Science is not about 'creation'. Religion is about creation. 'Creation science' is an oxymoron.
Creationists won't disagree with that point.
You really should read what creation scientists are saying, rather than what people *say* they are saying.
As I wrote just a minute ago, I've been reading a book by Jonathan Sarfati ("Refuting Evolution"), and I'm reading things I had never considered before.
For example, this creation scientist DOES NOT say that there haven't been drifts in species, or even transitions from one "species" to another. He frames evolution as the theory that creatures gain genetic information over time. Creationism posits that God created creatures as "kinds," and over time their genetic information can change, and some can be lost. Hence different kinds of horses, fish, people, and so on.
The point is that evolution framed this way -- the increase of genetic information over time -- just doesn't happen.

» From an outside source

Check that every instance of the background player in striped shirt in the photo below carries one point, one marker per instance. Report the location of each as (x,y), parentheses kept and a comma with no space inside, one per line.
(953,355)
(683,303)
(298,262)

There may be curious examples of gene doubling (simply duplicating a set of genes), but there's no *new* information.
It's really a fresh way to consider this topic, to me....
But then, I only have two post-graduate degrees, and none of them in biological or chemical sciences, so there's a lot I don't know about this topic....
Darwin's ability to critique his own ideas was (IMHO) his most outstanding intellectual trait.
Consider that Darwin worked in almost complete isolation, as to the substance of his ideas about "species," from 1837 to 1846 or '47. (If I recall correctly. It was somewhere around that time that he first shared his ideas, with the botanist Hooker if I again recall correctly.) Even then there was only a very small circle of friends with whom he discussed evolution, and there's no real evidence in the correspondence that he much needed their help.
Even though Darwin would include a chapter on "Objections to the Theory" in later editions of The Origin, were he acknowledged and responded to various criticisms by other scientists, there was not, at least by my reading, a single objection that he hadn't already identified and systematically thought through previously. The specific objections were only variations on themes Darwin had already hummed to himself in his study.
Normally even a great scientist requires some intellectual feedback from others, some help in identifying problems that need to be addressed. To develop a major new theory to the degree that Darwin did, and identify nearly every major problem situation in regard to the theory's application, all with virtually no collegial assistance, is remarkable. Astonishing even.
You were equating "creation science" with "quackery." Therefore those scientists who hold creation science as a more plausible explanation of "all this" are quacks. That's an ad hominem attack -- to dismiss the arguments by dismissing those who argue them.
This whole scientific inquiry is about where all this stuff came from, and how it develops/changes. If that inquiry logically leads to a Designer, then what?
We all approach this with presuppositions. I approach it with the presupposition that God exists, and that He's revealed Himself through Jesus. You may believe that God does not exist, or that He's irrelevant. And that presupposition prohibits you from even considering an alternative to evolution. The challenge is to consider the evidence and let it lead us to uncomfortable territory....
Love them ad hominems, hm? Yeah, Sarfati is an idiot. And so am I. You win.